8. Intuition-extraversion

The last personality type of Carl Jung, the type intuitive-extravert, it is characterized by the tendency to undertake all kinds of projects and adventures of medium or long duration , so that when one phase ends you want to start another immediately. Travel, business creation, transformation plans ... the future perspectives related to the interaction with the environment are the center of the concerns of these people, and they try to make the rest of the members of their community help them in their endeavors ( regardless of whether others get as much benefit as yourself or not).

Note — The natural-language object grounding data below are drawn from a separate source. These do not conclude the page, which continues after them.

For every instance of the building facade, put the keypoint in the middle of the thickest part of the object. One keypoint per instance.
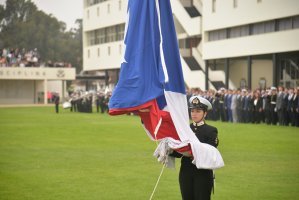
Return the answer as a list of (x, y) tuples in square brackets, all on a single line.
[(32, 85), (228, 43)]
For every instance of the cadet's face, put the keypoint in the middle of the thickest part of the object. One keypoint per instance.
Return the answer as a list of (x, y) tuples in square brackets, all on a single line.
[(197, 115)]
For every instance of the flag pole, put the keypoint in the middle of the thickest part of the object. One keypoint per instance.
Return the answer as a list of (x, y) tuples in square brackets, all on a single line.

Are Jung's personality types useful?

The way in which Carl Jung created these types of personality is far from what is attempted today, based on statistical analysis and research involving hundreds of people.Even in the first half of the twentieth century, there were no methods and tools to create personality models with any robustness, nor did Jung's thinking ever fit in with the way of investigating what is going on in the scientific psychology , very concerned to create objective criteria to delimit personality traits and to test the theories from contrasting expectations with reality.

Of the eight personality types of Carl Jung the Myers-Briggs Indicator has emerged and the concepts of introversion and extraversion have greatly influenced important psychologists of individual differences, but in themselves these descriptions are too abstract to predict the typical behavior of people. Sticking to these kinds of definitions about personality can easily make us fall into the Forer effect.

But nevertheless, that Carl Jung's proposal has almost no scientific value does not mean that it can not be used as a philosophical reference , a way of seeing ourselves and others that is suggestive or poetic. Of course, its objective value is not greater than that of any other classification of personality types that a person not trained in psychology or psychometrics can perform.


Bibliographic references:

  • Clay, C. (2018). Labyrinths: Emma, ​​her marriage to Carl Jung and the early years of psychoanalysis. Madrid: Three Points Editions.
  • Frey-Rohn, L. (1991, 2006). From Freud to Jung. Mexico: Economic Culture Fund.

Carl Gustav Jung: 2. Personality Structure and Types (March 2024).